Increased Lp(a) confers greater risk for poor coronary collateralization when total cholesterol, LDL-C or non-HDL-C are elevated especially for patients with type 2 diabetes.
我们研究了脂蛋白(a)[Lp(a)]与含胆固醇脂质的相互作用在 2 型糖尿病慢性完全闭塞患者的冠状动脉侧支循环中的程度和作用。
在 706 例 2 型糖尿病和 578 例非糖尿病稳定型冠心病且至少有一支主要冠状动脉完全闭塞的患者中,测定血清 Lp(a)、总胆固醇、低密度脂蛋白胆固醇(LDL-C)、高密度脂蛋白胆固醇(HDL-C)和甘油三酯水平,并计算非高密度脂蛋白胆固醇。将闭塞远端来自对侧血管的侧支循环程度分为差(Rentrop 评分 0 或 1)或良好(Rentrop 评分 2 或 3)。

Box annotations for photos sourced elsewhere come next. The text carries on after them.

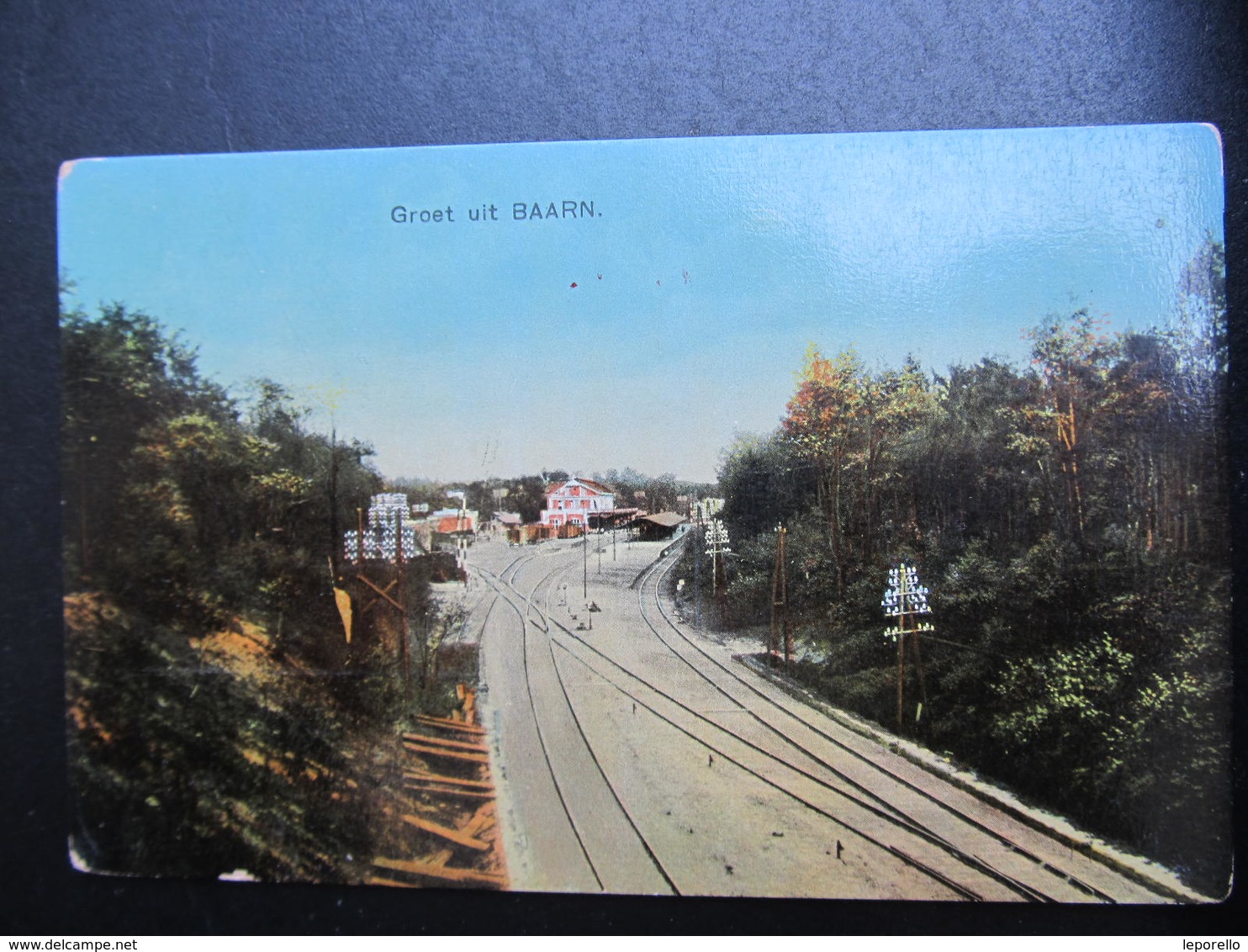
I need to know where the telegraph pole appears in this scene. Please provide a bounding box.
[706,519,732,624]
[768,526,792,671]
[880,563,936,730]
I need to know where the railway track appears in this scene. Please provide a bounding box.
[468,536,1177,902]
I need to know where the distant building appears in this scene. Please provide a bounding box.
[689,496,724,524]
[542,479,616,528]
[632,513,689,542]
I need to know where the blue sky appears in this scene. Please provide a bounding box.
[59,126,1223,480]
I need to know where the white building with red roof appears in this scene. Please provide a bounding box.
[542,479,616,528]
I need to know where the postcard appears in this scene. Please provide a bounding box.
[57,124,1232,903]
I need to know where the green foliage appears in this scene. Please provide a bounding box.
[720,243,1230,892]
[61,304,394,878]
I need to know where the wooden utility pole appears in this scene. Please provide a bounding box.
[880,563,935,730]
[768,526,792,670]
[394,513,412,704]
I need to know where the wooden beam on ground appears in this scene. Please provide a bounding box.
[415,714,485,735]
[403,770,494,790]
[403,780,494,800]
[403,813,489,852]
[403,733,489,754]
[403,740,489,764]
[356,575,407,611]
[373,856,507,888]
[459,803,494,836]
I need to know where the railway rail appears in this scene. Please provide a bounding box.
[467,536,1171,903]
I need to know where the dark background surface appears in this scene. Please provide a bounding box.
[0,0,1248,937]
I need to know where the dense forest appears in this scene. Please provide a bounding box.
[61,304,447,881]
[699,242,1230,895]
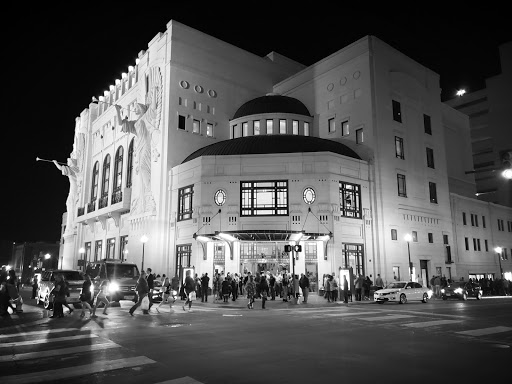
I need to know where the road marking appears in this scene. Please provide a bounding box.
[402,320,462,328]
[156,376,203,384]
[2,356,156,384]
[0,334,98,348]
[0,343,121,363]
[0,328,79,339]
[455,327,512,336]
[361,315,415,321]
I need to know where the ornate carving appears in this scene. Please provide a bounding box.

对于糖尿病和非糖尿病患者,侧支循环不良患者的 Lp(a)、总胆固醇、LDL-C 和非高密度脂蛋白胆固醇水平高于侧支循环良好患者,而 HDL-C 和甘油三酯水平相似。调整潜在混杂因素后,Lp(a)、总胆固醇、LDL-C 和非高密度脂蛋白胆固醇三分位仍为侧支循环不良的独立决定因素。在糖尿病患者中观察到 Lp(a)与总胆固醇、LDL-C 或非高密度脂蛋白胆固醇之间存在显著交互作用(所有 P 交互 <0.001),而非糖尿病患者则没有。在总胆固醇(≥5.35mmol/L)和 LDL-C(≥3.36mmol/L)和非高密度脂蛋白胆固醇(≥4.38mmol/L)的高三分位数时,Lp(a)(≥30.23mg/dL)的糖尿病患者发生侧支循环不良的风险高于 Lp(a)(低三分位数 <12.66mg/dL)(校正 OR=4.300、3.970 和 4.386,均 P<0.001)。
当总胆固醇、LDL-C 或非高密度脂蛋白胆固醇升高时,Lp(a)升高增加了侧支循环不良的风险,尤其是对于 2 型糖尿病患者。